Substitute the value of $\sin(2\theta) = -3/4$:
$\sin(6\theta) = 3\left(-\frac{3}{4}\right) - 4\left(-\frac{3}{4}\right)^3$.
$= -\frac{9}{4} - 4\left(-\frac{27}{64}\right) = -\frac{9}{4} + \frac{27}{16}$.

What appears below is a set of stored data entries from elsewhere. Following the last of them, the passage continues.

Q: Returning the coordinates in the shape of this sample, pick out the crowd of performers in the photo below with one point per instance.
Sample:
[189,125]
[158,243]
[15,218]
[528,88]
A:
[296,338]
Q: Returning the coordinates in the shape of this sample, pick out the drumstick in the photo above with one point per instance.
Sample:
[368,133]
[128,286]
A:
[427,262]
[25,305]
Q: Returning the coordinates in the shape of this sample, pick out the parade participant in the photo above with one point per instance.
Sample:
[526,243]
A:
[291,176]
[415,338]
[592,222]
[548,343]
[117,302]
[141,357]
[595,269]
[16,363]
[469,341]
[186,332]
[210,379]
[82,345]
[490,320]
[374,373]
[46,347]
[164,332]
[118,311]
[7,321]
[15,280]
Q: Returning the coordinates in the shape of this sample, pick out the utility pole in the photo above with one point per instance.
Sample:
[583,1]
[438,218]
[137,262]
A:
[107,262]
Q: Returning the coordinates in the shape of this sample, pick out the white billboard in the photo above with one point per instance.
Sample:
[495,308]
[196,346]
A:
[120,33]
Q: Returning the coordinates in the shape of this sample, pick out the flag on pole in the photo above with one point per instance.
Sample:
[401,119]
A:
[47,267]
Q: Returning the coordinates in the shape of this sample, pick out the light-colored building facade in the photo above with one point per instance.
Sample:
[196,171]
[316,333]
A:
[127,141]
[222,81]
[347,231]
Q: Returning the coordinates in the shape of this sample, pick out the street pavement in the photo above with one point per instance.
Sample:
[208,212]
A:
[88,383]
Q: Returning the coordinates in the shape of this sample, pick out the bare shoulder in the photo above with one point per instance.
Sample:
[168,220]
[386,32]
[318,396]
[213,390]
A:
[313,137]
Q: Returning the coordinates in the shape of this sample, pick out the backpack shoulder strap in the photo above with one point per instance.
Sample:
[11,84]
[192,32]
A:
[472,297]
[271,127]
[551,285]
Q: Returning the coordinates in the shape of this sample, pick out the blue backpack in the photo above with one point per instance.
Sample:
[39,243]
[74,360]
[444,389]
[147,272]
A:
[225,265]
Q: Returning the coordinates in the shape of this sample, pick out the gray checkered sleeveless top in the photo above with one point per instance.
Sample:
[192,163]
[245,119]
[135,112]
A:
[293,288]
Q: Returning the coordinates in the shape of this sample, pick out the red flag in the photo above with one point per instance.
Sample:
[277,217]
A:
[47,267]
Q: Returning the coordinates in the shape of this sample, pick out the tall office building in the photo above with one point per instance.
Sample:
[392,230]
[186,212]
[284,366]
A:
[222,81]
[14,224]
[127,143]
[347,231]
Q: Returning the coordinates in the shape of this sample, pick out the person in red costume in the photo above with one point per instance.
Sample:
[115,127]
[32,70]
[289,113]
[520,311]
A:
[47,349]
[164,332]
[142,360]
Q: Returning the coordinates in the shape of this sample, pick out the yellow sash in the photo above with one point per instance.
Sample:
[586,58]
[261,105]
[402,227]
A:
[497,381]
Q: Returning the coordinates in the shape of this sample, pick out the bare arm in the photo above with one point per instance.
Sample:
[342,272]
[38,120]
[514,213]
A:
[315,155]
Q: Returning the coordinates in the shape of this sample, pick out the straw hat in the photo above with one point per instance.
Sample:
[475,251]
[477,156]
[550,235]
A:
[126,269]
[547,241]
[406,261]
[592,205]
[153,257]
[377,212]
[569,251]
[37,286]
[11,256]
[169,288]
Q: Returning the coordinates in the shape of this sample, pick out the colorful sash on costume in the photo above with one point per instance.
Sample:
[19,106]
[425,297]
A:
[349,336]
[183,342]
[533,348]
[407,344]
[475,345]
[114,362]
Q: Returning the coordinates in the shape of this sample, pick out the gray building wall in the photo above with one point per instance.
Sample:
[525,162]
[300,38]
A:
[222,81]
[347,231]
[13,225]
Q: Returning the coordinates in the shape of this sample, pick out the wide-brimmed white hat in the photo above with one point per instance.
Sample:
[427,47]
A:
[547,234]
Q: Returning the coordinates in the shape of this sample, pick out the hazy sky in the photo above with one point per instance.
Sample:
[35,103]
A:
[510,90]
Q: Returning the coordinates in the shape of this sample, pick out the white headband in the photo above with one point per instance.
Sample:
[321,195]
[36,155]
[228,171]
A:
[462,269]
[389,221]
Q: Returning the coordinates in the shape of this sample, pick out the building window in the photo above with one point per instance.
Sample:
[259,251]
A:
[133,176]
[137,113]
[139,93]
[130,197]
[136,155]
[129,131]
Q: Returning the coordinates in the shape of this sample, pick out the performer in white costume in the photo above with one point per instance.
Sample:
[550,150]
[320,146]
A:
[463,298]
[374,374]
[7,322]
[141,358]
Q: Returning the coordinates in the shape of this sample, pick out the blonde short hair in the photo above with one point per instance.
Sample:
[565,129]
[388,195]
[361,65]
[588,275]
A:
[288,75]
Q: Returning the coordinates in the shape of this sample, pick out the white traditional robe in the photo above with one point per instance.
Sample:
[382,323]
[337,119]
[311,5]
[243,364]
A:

$= \frac{-36+27}{16} = -\frac{9}{16}$.
Now, substitute all these values back into the expression we need to calculate.
Expression = $16(\sin(2\theta) + \cos(4\theta) + \sin(6\theta))$.
$= 16\left(-\frac{3}{4} - \frac{1}{8} - \frac{9}{16}\right)$.
Find a common denominator, which is 16.
$= 16\left(\frac{-12 - 2 - 9}{16}\right)$.
$= 16\left(\frac{-23}{16}\right) = -23$.